When everyone is asleep, that is when the demons come out. Darkness, night, despair: there are all synonyms for each other. I feel lonely and helpless as my thoughts visit me again to haunt me, as they do, every night. Night time is when there are no distractions present to ward the thoughts off. Knowing that you can not wake up your family to just because; the fact that if a burglar was to enter my house right this moment, I would be alone in fighting him; these aren’t very comforting thoughts. At night, my city is sleeping. Occasional vehicles whiz past my window, and the dogs barking at each other remind me that is that time when even they have the liberty of misbehaving as they wish.
I am alone, this thought sinks in. I hate having all night with nothing to do. I hate even more when I wake up in the late evening to find that my entire day has passed me by while I was lying almost dead in bed. To wake up and to start my day without the sun is depressing. What’s the difference between me and the prisoner caged in a cell for nearly forever, dying from inside because he is suffocating in days and nights that all seem the same? Both, without any light. Perhaps, one of the ways I imprison myself is by exposing myself unarmed and vulnerable to the brutal part of my own mind. Perhaps. I find a way to ensure that I am kept away from light (or, life, they’re basically both the same) by sleeping through the day?

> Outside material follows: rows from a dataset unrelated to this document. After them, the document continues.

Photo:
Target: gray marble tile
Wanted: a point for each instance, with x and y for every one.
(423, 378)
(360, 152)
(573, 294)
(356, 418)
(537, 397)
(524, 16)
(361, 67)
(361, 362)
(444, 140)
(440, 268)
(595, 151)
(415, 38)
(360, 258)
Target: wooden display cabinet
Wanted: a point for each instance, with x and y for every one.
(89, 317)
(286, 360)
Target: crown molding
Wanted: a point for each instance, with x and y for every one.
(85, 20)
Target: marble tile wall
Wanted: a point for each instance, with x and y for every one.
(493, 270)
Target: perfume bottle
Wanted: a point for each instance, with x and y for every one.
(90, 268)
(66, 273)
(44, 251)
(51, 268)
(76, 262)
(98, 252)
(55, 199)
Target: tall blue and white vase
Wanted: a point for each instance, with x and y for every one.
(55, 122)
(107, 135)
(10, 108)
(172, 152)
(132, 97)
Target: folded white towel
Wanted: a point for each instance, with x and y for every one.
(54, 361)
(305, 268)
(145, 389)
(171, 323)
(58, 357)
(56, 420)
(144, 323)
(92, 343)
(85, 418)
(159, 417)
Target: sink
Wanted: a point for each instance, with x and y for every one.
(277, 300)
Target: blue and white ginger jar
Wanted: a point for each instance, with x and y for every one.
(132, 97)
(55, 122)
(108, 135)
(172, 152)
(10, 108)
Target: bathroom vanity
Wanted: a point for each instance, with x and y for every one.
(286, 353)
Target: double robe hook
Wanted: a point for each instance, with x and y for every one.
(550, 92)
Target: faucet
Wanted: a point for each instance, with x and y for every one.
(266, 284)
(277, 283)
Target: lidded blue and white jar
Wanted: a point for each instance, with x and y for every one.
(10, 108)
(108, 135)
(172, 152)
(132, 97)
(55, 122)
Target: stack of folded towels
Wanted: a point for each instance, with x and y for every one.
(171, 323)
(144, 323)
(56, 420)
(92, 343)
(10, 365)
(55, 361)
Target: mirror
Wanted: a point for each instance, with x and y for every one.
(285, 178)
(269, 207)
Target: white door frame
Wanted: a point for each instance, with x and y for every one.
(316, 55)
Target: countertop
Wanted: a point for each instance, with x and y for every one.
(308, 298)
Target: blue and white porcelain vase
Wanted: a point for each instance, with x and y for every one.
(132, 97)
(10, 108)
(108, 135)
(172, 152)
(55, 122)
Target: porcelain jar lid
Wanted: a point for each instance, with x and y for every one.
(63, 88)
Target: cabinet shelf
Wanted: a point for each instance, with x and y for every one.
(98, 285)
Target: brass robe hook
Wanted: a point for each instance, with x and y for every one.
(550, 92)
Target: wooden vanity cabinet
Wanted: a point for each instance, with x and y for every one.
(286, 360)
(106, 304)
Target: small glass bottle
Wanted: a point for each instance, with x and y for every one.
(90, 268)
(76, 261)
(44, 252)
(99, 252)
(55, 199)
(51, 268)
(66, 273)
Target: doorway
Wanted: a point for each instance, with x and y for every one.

Last night, I took a medicine for flu and cough in order to induce sleep. I fell asleep almost immediately, which is extremely rare for me. When I woke up first, it was 9AM. I realised that I had slept only a few hours and needed more. I turned over, buried my face in the pillow, and zoned off. I then opened my eyes at 140PM, and having realised that, I was ecstatic. Finally! Finally I was up at a decent time (relatively), and finally I could initiate fixing my sleep routine. I thought about bbm-ing my nocturnal friends saying,”Guess who’s up?”.
“In a bit”, I thought to myself. I kept an alarm on my phone for 3PM to wake me up in case I fell asleep again as I lay on my bed with eyes shut waiting for the urge in me to get up from my bed to welcome the day.